Selection of other people (mainly blogs I follow) who post their end of year book reports:
- Alexia at Pretty Deadly Reviews' end of year book survey. This is interesting as she is answering a specific set of questions. I may do it myself with some modification. Bekka at the same blog also did an end of year book haul. I thought that was interesting too. I may try it as I did get a few new books over the holiday season.
- PhiloBiblos' end of year report.
- Live to Read. Live to Read has a list of their best for 2017, which are books they rated 5/5 stars.
- Books, Movies, Reviews! Oh My! also did that end of year survey.

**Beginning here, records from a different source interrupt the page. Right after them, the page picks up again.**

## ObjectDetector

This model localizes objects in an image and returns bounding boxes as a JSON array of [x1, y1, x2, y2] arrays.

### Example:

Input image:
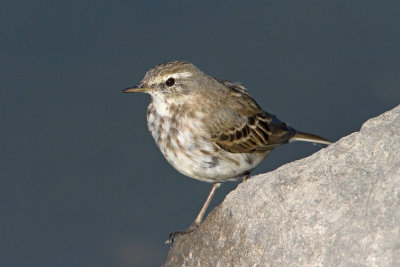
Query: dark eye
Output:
[[165, 78, 175, 86]]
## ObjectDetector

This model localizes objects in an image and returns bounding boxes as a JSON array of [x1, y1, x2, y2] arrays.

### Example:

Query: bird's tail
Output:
[[289, 132, 332, 145]]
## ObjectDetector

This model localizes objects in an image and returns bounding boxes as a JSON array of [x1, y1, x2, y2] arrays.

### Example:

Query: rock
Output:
[[165, 106, 400, 266]]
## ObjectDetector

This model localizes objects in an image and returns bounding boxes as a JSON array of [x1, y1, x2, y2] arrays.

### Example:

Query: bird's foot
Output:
[[164, 223, 200, 244]]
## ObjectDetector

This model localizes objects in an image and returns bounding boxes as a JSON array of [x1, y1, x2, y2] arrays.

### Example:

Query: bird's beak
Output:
[[122, 84, 154, 93]]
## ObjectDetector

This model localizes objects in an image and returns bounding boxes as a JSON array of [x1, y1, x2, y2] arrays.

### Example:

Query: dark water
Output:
[[0, 1, 400, 266]]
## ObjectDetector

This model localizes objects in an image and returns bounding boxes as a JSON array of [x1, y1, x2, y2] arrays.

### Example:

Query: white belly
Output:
[[147, 105, 268, 183]]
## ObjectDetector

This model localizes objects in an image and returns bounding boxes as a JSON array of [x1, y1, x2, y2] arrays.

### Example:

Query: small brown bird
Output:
[[123, 61, 331, 241]]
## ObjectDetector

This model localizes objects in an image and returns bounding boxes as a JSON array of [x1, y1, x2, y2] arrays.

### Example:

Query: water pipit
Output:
[[123, 61, 331, 245]]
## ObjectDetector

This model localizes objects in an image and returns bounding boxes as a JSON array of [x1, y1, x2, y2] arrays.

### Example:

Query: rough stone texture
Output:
[[165, 106, 400, 266]]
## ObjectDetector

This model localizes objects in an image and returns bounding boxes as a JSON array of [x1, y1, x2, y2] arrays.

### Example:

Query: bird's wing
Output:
[[207, 80, 296, 153]]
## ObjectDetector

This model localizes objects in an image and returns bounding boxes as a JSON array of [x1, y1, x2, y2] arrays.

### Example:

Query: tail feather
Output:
[[289, 132, 332, 145]]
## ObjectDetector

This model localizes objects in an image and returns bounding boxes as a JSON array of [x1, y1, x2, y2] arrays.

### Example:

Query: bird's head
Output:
[[122, 61, 211, 99]]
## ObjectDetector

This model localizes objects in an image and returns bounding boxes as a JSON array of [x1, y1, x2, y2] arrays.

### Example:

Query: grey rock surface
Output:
[[165, 106, 400, 266]]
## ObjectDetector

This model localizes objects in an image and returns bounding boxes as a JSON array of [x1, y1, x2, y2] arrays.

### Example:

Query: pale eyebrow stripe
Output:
[[171, 72, 193, 78]]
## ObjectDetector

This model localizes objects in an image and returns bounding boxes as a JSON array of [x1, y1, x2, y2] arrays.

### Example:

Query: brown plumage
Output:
[[123, 61, 330, 243]]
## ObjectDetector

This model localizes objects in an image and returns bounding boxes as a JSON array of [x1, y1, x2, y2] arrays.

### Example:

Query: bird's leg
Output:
[[165, 183, 221, 244], [242, 173, 250, 183]]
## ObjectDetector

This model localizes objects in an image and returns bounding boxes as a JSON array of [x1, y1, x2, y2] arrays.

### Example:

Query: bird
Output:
[[122, 61, 331, 243]]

- Based on a True Story has their 2017 in review post for reading. They also list their foodie books for 2017, part of the Foodies Read book challenge. I did that challenge too, though my goal was a bit lower.
- Angel's Guilty Pleasures did an end of year tag.
- Jessamyn West made her 2017 reading list.
- Librarian Shipwreck offers their favorites of 2017.
- Here is Meredith Farkas' year in books for 2017.
- Joshua Kim of Inside Higher Ed tells us what he read in 2017.
- Here is Mark Lindner's report. Much like me, he finds it hard to get reviews in for reading challenges. I am ok reviewing books; it's the having to submit them by certain times, so on that irks me. This is also part of why I am getting more selective on reading challenges to do. Life indeed is too short.